Key Terms
Adhocracy-people with diverse skills and knowledge brought together to confront a specific challenge
Collective Intelligence — the ability to pool knowledge and compare notes with others toward a common goal
Distributed Cognition — the ability to interact meaningfully with tools that expand your mental capacities.
Judgment — the ability to evaluate the reliability and credibility of different information
Multitasking — the ability to scan one’s environment and shift focus as needed to salient details.
Brief Summary
Rise of digital media is perceived to have contributed to the decline in young people’s attention span. This is due to the fact that digital media encourages readers/watchers to scan the info environment rather than fix their attention on a single element. The response of young people to this digital media environment is multitasking.

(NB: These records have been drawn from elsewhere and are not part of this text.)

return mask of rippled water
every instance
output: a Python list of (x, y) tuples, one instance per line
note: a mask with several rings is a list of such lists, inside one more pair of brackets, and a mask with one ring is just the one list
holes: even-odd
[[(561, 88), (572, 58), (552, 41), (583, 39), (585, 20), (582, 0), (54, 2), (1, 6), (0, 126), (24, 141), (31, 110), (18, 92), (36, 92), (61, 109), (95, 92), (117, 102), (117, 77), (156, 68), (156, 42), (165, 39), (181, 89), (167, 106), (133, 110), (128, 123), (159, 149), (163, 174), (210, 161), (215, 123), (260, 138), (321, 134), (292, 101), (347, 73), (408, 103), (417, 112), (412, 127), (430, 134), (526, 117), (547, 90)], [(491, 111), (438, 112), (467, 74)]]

The difference between the adult and youth view of multitasking is shown in the farmer vs. hunter example. Farmers must localize their attention, while the hunter scans, looking for any sign of its prey.
Challenging the traditional view of intelligence is distributed cognition. According to Clark, “intelligence is distributed across brain, body, and world.” Meaning that intelligence is accomplished rather than possessed. Through the use of “information appliances that augment human’s cognitive capacities” distributed cognition focuses on reasoning. “Students need to know how to think with and through their tools as much as they need to record information in their heads.”(Clark)Playing in games such as Call of Duty helps one form mental maps of what player and non-players (CPU) are doing. To plan, players don’t need to know what others know but what they are likely to do.

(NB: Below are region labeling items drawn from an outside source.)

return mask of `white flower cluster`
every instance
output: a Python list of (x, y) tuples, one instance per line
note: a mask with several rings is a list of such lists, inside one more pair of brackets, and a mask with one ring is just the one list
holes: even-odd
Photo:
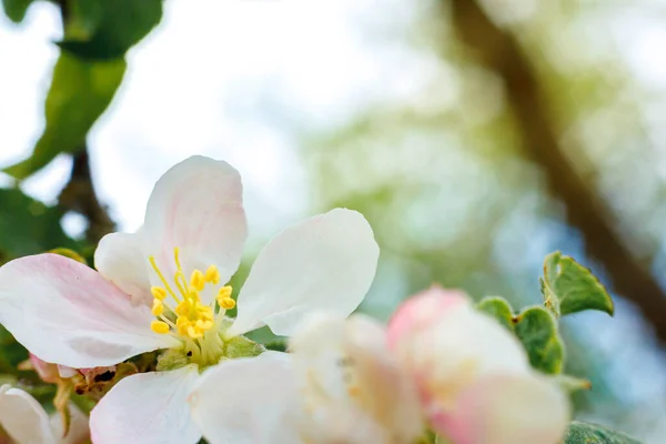
[[(143, 226), (107, 235), (95, 270), (39, 254), (0, 268), (0, 323), (60, 376), (160, 351), (90, 412), (49, 417), (0, 389), (17, 443), (555, 444), (566, 395), (522, 344), (462, 293), (432, 287), (387, 325), (347, 316), (375, 274), (379, 246), (355, 211), (335, 209), (276, 235), (238, 297), (248, 234), (239, 173), (190, 158), (151, 194)], [(235, 317), (230, 310), (238, 309)], [(268, 325), (289, 353), (244, 334)], [(56, 369), (56, 367), (54, 367)], [(75, 369), (75, 370), (73, 370)]]

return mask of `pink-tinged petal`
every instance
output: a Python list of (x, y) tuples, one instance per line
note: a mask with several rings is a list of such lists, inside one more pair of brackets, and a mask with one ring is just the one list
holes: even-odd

Today users have begun exploiting the potential of networked communication through a process called collective intelligence. The world of collective intelligence is where, “everyone knows something, nobody knows everything, and what any one person knows can be tapped by the group as a whole.” (Levy). Collective Intelligence is an alternative source of power that allows communities to respond to govt. institutions. Focus on teamwork is how today’s workforce is structured. People with diverse skills and knowledge are brought together to confront a specific challenge. Students aren’t prepared for this adhocracy, as schools are encouraged to create, “autonomous problem solvers”; while with collective intelligence ownership of work is attributed to the group.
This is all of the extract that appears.